Variables are local to the current process by default. To pass them to child processes:

Terminal window
export VAR=value # set and export in one step
VAR=value; export VAR # or separately
# Child processes get a COPY - changes in the child don't affect the parent
export PATH="$PATH:/opt/myapp/bin" # add to PATH and export

Typing export with no arguments lists all currently exported variables.
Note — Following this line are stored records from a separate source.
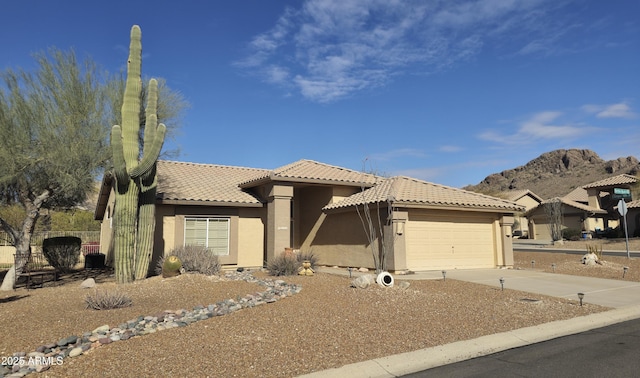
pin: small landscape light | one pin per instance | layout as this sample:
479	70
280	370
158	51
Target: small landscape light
580	296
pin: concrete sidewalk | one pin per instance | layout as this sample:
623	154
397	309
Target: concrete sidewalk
624	296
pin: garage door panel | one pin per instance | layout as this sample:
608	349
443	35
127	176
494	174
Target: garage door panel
445	243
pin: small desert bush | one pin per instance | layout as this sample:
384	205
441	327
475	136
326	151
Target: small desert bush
62	252
289	264
107	301
195	259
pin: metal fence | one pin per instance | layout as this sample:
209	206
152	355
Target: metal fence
88	237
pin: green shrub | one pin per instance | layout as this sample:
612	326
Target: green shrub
107	301
571	234
195	259
62	252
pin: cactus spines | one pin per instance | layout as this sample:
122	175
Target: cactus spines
135	172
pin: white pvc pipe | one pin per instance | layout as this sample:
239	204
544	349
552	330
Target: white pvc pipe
385	279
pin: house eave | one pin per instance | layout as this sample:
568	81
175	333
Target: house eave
185	202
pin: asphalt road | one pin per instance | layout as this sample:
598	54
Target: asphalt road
612	351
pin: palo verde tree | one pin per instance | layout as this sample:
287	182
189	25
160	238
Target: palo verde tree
135	171
553	211
53	141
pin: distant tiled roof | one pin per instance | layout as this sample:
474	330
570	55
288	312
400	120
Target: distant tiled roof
206	183
312	171
514	195
612	181
410	192
578	195
577	205
633	204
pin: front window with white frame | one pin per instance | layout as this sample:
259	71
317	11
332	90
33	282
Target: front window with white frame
212	233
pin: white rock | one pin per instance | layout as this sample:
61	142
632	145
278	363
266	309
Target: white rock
75	352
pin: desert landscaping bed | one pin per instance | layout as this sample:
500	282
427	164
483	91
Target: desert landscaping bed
328	324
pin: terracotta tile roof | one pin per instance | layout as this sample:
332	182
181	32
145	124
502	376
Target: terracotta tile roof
313	172
514	195
410	192
577	205
633	204
578	195
612	181
215	184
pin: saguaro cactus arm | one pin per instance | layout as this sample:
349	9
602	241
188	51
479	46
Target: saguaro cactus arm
119	166
131	102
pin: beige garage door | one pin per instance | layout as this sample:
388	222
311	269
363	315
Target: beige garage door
443	242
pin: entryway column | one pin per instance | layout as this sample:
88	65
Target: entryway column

Capture and use the output of a command:

Terminal window
current_date=$(date +%Y-%m-%d) # preferred modern syntax
kernel_version=$(uname -r)
ls /lib/modules/$(uname -r)/ # nested use
old_style=`date` # deprecated backtick syntax

Always use $() over backticks - it’s readable, nestable, and unambiguous.


Terminal window
function_name () {
commands
}
# Example:
backup_file () {
local src="$1"
local dest="${2:-/tmp}"
cp "$src" "$dest/$(basename $src).bak"
echo "Backed up $src to $dest"
}
# Call it:
backup_file /etc/hosts
backup_file /etc/nginx/nginx.conf /var/backups
  • Declare before first use
  • Parameters accessed via $1, $2 etc. (same as script params)
  • local keeps variables scoped to the function - prevents polluting global scope

Terminal window
if condition; then
commands
elif other_condition; then
commands
else
commands
fi
Terminal window
# Test file existence
if [ -f "$1" ]; then
echo "File $1 exists"
else
echo "File $1 does not exist"
fi
# Modern double-bracket syntax (preferred):
if [[ -f "$file" && -r "$file" ]]; then
echo "File exists and is readable"
fi

The double-bracket [[ ]] is safer - avoids subtle problems with empty variables and enables &&/|| inside the test.

ConditionTrue if
-e fileFile exists (any type)
-f fileFile exists and is a regular file
-d fileFile is a directory
-s fileFile exists and has non-zero size
-r fileFile is readable
-w fileFile is writable
-x fileFile is executable
-g fileFile has sgid set
-u fileFile has suid set
Terminal window
man 1 test # full list of test conditions
Terminal window
if [[ "$str1" == "$str2" ]]; then echo "equal"; fi
if [[ "$str1" != "$str2" ]]; then echo "not equal"; fi
if [[ -z "$str" ]]; then echo "empty string"; fi
if [[ -n "$str" ]]; then echo "non-empty string"; fi
Terminal window
if [[ $num -eq 0 ]]; then echo "zero"; fi
OperatorMeaning
-eqEqual to
-neNot equal to
-gtGreater than
-ltLess than
-geGreater than or equal to
-leLess than or equal to

Terminal window
x=5
y=3
echo $((x + y)) # preferred - shell arithmetic expansion
echo $((x * y))
echo $((x / y)) # integer division
count=$((count + 1)) # increment
let x=(1 + 2) # using let built-in
expr 8 + 8 # deprecated - use $((...)) instead

Terminal window
for var in list; do
commands
done
# Examples:
for file in *.log; do
echo "Processing $file"
gzip "$file"
done
for i in {1..10}; do
echo "Number $i"
done
# C-style:
for (( i=0; i<10; i++ )); do
echo "$i"
done
Terminal window
while condition; do
commands
done
# Example: read file line by line
while IFS= read -r line; do
echo "$line"
done < /etc/hosts
# Countdown:
count=5
while [[ $count -gt 0 ]]; do
echo "T-$count"
count=$((count - 1))
done

The opposite of while - runs while the condition is false:

Terminal window
until condition; do
commands
done
until ping -c1 google.com &>/dev/null; do
echo "Waiting for network..."
sleep 2
done
echo "Network is up"

Some commands exist both as external programs in /usr/bin and as bash built-ins:

Built-inNotes
echoBuilt-in is slightly different from /bin/echo
cdMust be built-in - cannot change parent process’s directory otherwise
pwdMore efficient as built-in
readAlways built-in
printfMore portable than echo for formatted output
letArithmetic
exportEnvironment management
ulimitResource limits
logoutEnd a login session

help echo, help read, help cd - get built-in documentation from within bash.